Sejarah penguasa dapat membangun kepercayaan di kepala khalayak bukan hanya karena penguasa semakin kuat, tetapi sipil yang semkin lemah untuk menghadirkan sejarhnya dalam versi lain. Kemampuan menuliskan sejarah orang biasa oleh orang biasa bukanlah bakat atau keahlian khusus. Ketekunan menelorkan wacana alternatif kepada khalayak adalah amunisi yang baik untuk melawan dominasi tersebut. Mulailah dengan mengumpulkan serpihan-serpihan cerita  masyarakat, misalnya yang paling dekat, nenek, mbah atau datuk. Kemudian nenek tetangga dan seterusnya, dengan merujuk waktu masa hidup mereka. Sejarah lisan adalah salah satu tools yang dapat digunakan. Dengan model ini, kita dapat mendengar pengalaman sejarah orang biasa dari tangan kedua pengalaman, misalnya orang tuanya nenek kita. Jika nenek kita lahir tahun 1940-an, maka kita dapat mendengar kejadian tahun 1920-an dari nenek kita. Terbayang tidak mendengar sejarah tempat kita dahulu, di tahun 1920-an, padahal rencana reproduksi ari-ari nenek kita pun belum ada. Lebih teknisnya, suruh saja nenek cerita, kemudian direkam dan buat transkripsi wawancaranya. Setelah itu, tuliskan dan jangan lupa kolaborasi dengan buku bacaan yang tidak perlu rumit untuk dimengerti. Perlu aku ingatkan, bahwa tulisan ini bukan sedang membahas teknik penelitian, hanya ingin memberi gambaran tentang sejarah orang biasa, yang ditulis sebagai counter wacana dominan penguasa.

***

BAIKLAH, akan kumulai ceritanya dengan pagi ini. Umur pagi jika dibandingkan dengan umurku, jelas aku jauh lebih muda. Hanya saja, para guru dari Universitas Indonesia Timur dan aku sempat menjadi tua karena menunggu pemandu jalan. Yah, pemandu ini punya tugas baru, yakni mengambil bantuan bahan pangan untuk kami selama di desa Tassese, sumbangan dari organisasi pedagang pasar Terong, SADAR (Persaudaraan Pedagang Pasar Terong). Seperti biasa, perjalanan dimulai dengan saling menunggu, terutama saat pengisian bahan bakar kendaraan. Konsekuensi keterlmbatan berangkat adalah berkurangnya waktu mengajar guru-guru ini di SMPN 3 Tassese. Sekolah ini memiliki tiga kelas, dan belum memiliki alumni seorangpun. Wajar saja, karena sekolah ini baru ada setelah menerima hutang luar negeri dari tetangganya tahun 2007 lalu. Murid-murid memang telah menikmati gedung yang layak, bahkan sangat indah untuk ukuran “sekolah kampung” (maaf menggunakan istilah “sekolah kampung”, karena sangat sulit mendapatkan padanannya saat penulisan), namun tidak dengan gurunya. Itulah alasan perjalanan kami ke Tassese.

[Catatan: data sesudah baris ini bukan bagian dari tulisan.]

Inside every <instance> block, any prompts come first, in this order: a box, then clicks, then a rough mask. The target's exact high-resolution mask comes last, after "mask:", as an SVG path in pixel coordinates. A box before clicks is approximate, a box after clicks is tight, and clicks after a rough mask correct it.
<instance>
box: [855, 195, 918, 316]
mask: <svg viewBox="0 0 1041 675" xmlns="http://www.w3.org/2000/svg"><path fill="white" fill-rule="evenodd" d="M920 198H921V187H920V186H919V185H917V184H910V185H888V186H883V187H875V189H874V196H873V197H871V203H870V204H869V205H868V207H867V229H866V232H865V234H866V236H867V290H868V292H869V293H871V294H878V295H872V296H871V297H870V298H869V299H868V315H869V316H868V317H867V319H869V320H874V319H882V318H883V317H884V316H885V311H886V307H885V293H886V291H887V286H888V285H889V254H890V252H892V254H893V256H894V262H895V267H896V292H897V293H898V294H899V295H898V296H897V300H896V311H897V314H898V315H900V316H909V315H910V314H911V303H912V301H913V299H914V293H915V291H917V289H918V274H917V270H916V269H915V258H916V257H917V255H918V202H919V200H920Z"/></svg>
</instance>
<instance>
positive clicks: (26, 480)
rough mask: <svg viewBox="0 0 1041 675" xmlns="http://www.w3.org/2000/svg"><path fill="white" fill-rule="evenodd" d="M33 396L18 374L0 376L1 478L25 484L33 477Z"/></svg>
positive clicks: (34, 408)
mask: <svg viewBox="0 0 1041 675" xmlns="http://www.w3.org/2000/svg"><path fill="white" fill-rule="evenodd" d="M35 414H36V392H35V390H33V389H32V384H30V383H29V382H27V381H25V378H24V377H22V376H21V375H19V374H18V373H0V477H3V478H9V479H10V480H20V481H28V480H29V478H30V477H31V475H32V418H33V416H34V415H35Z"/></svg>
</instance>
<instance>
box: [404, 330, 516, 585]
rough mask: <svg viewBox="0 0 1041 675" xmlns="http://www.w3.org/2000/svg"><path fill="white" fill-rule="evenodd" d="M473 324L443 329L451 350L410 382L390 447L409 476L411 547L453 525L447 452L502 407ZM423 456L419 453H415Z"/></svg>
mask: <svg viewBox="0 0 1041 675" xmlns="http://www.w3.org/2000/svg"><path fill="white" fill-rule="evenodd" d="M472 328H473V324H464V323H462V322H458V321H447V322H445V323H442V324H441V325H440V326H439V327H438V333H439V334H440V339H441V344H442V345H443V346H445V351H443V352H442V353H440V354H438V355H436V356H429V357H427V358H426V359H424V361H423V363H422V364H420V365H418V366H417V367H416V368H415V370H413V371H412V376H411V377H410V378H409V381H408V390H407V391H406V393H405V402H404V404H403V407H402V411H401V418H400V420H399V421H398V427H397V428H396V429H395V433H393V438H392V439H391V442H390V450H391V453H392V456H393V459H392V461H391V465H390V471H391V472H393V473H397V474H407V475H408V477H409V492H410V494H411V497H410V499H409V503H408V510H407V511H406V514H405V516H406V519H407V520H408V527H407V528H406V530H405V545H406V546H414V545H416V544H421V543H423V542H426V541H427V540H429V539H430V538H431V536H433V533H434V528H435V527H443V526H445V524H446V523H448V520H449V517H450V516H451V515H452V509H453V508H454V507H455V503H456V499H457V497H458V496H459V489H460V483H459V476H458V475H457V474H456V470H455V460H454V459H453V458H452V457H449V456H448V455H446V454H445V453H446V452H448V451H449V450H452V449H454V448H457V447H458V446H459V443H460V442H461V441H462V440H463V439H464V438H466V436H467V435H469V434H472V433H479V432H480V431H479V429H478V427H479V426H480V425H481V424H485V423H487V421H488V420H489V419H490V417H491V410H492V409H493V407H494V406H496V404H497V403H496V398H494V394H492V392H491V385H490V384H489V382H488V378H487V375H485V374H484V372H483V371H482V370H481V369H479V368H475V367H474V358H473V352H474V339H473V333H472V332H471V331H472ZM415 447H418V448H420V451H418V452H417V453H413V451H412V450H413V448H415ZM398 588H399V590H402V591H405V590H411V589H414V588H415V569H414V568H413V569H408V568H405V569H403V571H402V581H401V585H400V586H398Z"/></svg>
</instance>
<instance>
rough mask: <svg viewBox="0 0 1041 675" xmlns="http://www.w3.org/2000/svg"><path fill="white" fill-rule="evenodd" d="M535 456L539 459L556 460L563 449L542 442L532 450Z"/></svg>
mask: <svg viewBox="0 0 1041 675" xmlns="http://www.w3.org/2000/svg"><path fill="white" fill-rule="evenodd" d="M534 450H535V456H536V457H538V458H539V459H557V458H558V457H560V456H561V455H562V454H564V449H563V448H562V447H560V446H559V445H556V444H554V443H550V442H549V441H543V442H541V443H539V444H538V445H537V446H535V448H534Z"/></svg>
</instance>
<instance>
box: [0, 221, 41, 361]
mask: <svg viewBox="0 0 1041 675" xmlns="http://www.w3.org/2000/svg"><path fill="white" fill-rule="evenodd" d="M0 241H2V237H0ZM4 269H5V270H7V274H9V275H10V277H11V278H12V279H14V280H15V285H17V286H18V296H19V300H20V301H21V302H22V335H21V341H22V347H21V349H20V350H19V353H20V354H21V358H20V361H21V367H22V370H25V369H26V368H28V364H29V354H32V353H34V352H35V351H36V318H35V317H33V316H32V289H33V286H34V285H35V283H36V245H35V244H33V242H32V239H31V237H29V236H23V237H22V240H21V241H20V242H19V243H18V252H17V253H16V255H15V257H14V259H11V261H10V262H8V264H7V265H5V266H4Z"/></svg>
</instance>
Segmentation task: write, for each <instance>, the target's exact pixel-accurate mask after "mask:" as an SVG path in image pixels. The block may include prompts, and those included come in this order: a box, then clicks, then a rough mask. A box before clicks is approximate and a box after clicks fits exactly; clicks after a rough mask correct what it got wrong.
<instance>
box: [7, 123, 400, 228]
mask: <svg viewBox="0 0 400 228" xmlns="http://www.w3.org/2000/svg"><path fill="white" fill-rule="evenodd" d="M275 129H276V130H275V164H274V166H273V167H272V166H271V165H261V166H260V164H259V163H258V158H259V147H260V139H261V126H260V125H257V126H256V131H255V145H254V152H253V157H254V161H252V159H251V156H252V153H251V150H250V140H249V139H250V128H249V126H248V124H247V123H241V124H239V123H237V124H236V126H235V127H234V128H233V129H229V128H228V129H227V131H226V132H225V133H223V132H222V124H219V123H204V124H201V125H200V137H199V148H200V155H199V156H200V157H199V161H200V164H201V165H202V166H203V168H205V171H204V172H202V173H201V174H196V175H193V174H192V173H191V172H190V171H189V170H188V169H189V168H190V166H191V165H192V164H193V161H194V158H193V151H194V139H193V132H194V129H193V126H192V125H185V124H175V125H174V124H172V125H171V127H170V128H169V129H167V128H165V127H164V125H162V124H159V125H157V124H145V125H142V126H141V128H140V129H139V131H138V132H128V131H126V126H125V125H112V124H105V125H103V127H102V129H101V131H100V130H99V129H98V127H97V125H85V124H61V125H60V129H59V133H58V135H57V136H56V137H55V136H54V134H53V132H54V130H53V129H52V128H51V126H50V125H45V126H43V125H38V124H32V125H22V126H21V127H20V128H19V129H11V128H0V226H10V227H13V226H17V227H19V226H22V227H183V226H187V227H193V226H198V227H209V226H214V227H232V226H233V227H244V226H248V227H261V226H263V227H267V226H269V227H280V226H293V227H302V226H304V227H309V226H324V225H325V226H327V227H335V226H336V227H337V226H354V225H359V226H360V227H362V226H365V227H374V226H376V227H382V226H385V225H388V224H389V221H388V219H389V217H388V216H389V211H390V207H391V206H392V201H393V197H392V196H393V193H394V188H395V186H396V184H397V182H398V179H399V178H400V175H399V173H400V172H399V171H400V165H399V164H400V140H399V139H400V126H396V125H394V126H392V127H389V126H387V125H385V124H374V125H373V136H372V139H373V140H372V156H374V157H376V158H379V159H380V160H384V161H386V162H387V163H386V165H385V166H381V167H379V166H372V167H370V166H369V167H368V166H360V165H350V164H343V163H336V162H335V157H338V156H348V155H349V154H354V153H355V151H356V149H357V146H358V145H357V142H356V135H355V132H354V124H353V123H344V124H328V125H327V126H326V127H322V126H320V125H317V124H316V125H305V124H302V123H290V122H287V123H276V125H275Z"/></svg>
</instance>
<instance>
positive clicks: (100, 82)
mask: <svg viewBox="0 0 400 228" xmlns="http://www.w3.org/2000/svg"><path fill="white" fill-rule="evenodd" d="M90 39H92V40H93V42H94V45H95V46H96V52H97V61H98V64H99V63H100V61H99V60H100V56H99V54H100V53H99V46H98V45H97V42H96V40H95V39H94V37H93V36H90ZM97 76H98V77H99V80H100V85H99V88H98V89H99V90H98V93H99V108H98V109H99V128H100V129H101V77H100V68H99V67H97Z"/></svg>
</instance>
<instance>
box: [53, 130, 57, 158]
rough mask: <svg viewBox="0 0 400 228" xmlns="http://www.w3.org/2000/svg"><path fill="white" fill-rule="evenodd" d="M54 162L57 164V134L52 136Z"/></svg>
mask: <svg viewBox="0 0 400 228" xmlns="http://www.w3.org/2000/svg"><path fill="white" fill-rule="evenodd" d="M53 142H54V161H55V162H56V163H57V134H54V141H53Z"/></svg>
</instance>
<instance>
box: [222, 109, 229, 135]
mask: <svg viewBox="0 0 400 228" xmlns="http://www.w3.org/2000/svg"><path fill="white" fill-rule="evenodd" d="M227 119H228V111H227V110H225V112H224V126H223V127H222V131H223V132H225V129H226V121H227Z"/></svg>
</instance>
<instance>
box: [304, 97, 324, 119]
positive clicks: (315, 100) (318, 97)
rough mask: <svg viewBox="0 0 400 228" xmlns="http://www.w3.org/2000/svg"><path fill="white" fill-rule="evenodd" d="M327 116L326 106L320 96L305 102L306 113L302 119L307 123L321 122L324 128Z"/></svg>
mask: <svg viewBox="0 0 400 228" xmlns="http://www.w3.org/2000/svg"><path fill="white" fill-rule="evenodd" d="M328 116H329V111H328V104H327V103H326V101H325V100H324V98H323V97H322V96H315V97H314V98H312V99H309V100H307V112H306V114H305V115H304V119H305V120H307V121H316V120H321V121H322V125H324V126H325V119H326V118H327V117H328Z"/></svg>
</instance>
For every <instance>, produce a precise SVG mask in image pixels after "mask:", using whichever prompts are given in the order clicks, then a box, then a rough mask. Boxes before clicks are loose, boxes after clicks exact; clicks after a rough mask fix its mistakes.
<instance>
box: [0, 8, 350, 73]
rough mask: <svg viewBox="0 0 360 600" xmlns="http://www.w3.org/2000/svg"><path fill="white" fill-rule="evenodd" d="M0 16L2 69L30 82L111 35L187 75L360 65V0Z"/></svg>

Dua minggu lalu, Pahlawan Ayam begitu terkejut merasakan jauhnya perjalanan murid-murid untuk menduduki kursi santainya di sekolah. Pahlawan Ayam berserta Peri Pengetahuan mengikuti murid-murid menuju perjalanan pulang untuk merasakan langsung semangatnya. Berbeda dengan hari ini, kami  yang dijanjikan akan mencoba merasakan semangat dari perjalanan guru menuju sekolah. Kini, giliran rumah Ibu Sartika menjadi tujuannya. Aku, pahlawan ayam dan empat orang guru tahu bahwa langit telah sangat gelap. Sesaat lagi hujan pasti akan turun. Keinginan melihat Lubang (penamaan untuk sebuah gua buatan manusia oleh penduduk setempat) adalah dorongan paling kuat untuk mengindahkan mendung. Walhasil, belum sampai setengah perjalanan, kami harus basah oleh hujan, tanpa ada satupun tempat berteduh di sepanjangnya. Kami belum saling mengenal sebelumnya, kecuali aku dan Pahlawan Ayam. Di sepnjang perjalnan itulah kami mulai mengenal. Baiklah, akan aku perkenalkan satu persatu guru-guru ini.

Guru pertama aku namakan saja Al Mubarokah. Dia adalah seorang perempuan berambut ikal, dengan bandol separuh – sebenarnya telah rusak karena patah, bukan bentuk sebenarnya yang separuh – yang digunakan untuk menahan kerapihan rambutnya. Ada tiga hal yang kuketahui sebelumnya dari dia. Pertama, niatnya untuk ikut kerena prihatin mendengar kondisi sekolah melalui seorang teman. Kedua adalah namanya. Aku tahu namanya dua hari sebelum keberangkatan. Dan yang terakhir adalah, dia mudah terkejut seraya mengucapkan apa saja diluar kendali (latah). Al Mubarokah adalah anak pertama dari tiga bersaudara. Di sangat suka perjalanan yang melibatkan indranya secara langsung, terutama indra penglihatan. Ini bisa dilihat dari kesigapannya saat sesi pemotretan bersama, bahkan sendiri sekalipun. Yang paling mencolok dari perempuan ini adalah kata “Sumpah” yang kerap hadir ketika dia berusaha meyakinkan lawan bicaranya.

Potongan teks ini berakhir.